- Mid-term report due date: 9 Nov, 2015
- 4 pages, single column
- Final Report due date: 5 Dec, 2015
- 8 pages, single column
- Presentation: 7 Dec, 2015
- 20 minutes
Mini-projects (5 credits)
To study theoretical and experimental results of an existing paper with new results (theoretical or practical). Here new result means some theoretical or experimental result that has not been covered in the paper. This new result will be more appreciated if it tries to explore some limitations of the existing methods which are rarely discussed in the papers.
Full project (8 credits)
To study theoretically and experimentally a novel algorithm which can be extension of some existing paper or can be a novel concept.
Differentially private topic models (8 credits)
Topic models have been established as one key discipline in machine learning over the last decade. Topic models are applied in various applications from text analysis to social media etc. Due to increased concern on privacy, a study of differentially private topic model is timely with no prior work. This project intends to explore that on the basic topic model namely latent Dirichlet Allocation (LDA).
Siddharth and Rakshith
Practical One Posterior Sample Algorithm for Differential Privacy (8 credits)
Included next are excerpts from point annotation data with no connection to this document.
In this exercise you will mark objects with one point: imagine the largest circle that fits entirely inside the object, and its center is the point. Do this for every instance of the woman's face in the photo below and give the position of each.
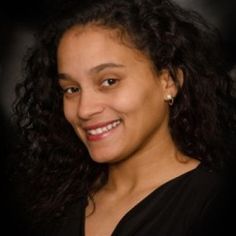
(112, 97)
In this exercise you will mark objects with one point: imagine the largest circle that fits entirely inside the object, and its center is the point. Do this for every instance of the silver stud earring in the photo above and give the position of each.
(170, 99)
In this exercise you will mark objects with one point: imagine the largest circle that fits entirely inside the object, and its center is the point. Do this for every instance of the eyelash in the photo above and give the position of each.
(105, 83)
(71, 90)
(110, 81)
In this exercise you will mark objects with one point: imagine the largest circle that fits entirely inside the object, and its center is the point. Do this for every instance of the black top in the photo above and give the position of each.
(194, 203)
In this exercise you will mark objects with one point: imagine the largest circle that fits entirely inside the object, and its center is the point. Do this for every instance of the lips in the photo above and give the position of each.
(99, 131)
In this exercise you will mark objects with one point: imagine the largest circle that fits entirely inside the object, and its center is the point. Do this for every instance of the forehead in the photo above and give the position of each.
(98, 42)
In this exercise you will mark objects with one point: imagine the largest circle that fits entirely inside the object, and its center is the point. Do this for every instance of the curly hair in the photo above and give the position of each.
(54, 164)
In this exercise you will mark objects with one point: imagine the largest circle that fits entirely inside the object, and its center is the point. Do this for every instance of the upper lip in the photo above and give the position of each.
(99, 125)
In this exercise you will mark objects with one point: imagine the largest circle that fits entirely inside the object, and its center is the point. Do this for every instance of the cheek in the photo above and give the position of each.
(69, 112)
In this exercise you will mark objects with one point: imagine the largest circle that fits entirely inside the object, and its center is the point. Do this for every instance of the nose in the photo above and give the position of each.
(90, 104)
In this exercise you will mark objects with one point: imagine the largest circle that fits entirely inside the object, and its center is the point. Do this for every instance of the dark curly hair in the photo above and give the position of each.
(54, 164)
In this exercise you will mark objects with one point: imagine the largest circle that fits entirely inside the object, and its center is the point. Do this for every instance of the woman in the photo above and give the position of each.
(127, 119)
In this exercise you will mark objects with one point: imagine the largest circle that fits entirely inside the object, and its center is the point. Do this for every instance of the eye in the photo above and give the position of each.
(71, 90)
(109, 82)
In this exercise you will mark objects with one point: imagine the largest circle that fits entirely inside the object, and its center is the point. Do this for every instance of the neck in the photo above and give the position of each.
(150, 167)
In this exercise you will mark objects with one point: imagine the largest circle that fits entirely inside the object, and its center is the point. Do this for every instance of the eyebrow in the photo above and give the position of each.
(104, 66)
(94, 70)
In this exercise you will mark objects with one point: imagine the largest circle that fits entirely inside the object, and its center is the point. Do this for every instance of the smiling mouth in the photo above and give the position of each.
(103, 129)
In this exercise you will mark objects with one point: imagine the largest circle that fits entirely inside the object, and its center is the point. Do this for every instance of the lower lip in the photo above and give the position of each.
(99, 137)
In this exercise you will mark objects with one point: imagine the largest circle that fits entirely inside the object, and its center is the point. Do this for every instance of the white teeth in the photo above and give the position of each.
(104, 129)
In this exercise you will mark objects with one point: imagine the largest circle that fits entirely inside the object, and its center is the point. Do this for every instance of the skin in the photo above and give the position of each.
(106, 81)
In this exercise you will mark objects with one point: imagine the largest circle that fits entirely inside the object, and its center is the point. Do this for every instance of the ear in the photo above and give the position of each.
(169, 86)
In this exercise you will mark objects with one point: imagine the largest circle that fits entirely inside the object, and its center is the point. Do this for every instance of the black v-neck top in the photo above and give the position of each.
(194, 203)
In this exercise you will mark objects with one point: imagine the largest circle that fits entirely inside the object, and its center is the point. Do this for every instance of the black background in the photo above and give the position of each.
(18, 21)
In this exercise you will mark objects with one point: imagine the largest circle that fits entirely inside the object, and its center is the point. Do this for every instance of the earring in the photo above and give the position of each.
(170, 99)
One posterior sample (OPS) is an elegant concept proposed by Wang et al that says that one sample from the posterior distribution is differentially private. The idea is theoretically supported however that makes it practically hard to apply. This projects intends to study some practical approach to apply OPS is more practical scenario.
Differentially private logistic regression (5 credits)
Logistic regression (LR) is one of the most popular and basic classifier in the history of machine learning. Differentially private logistic regression has been proposed by Chaudhuri et al and this mini-project intends to study that paper theoretically and experimentally.
A Simple and Practical Algorithm
for Differentially Private Data Release (5 credits)
Hardt et al proposed a simple algorithm for differentially private data release, based on a simple combination of the Multiplicative Weights update rule with the Exponential Mechanism to be called as MWEM. MWEM algorithm achieves what are the best known and nearly optimal theoretical guarantees, while at the same time being simple to implement and experimentally more accurate on actual data sets than many existing methods. This mini-project intends to explroe this work theoretically and experimentally.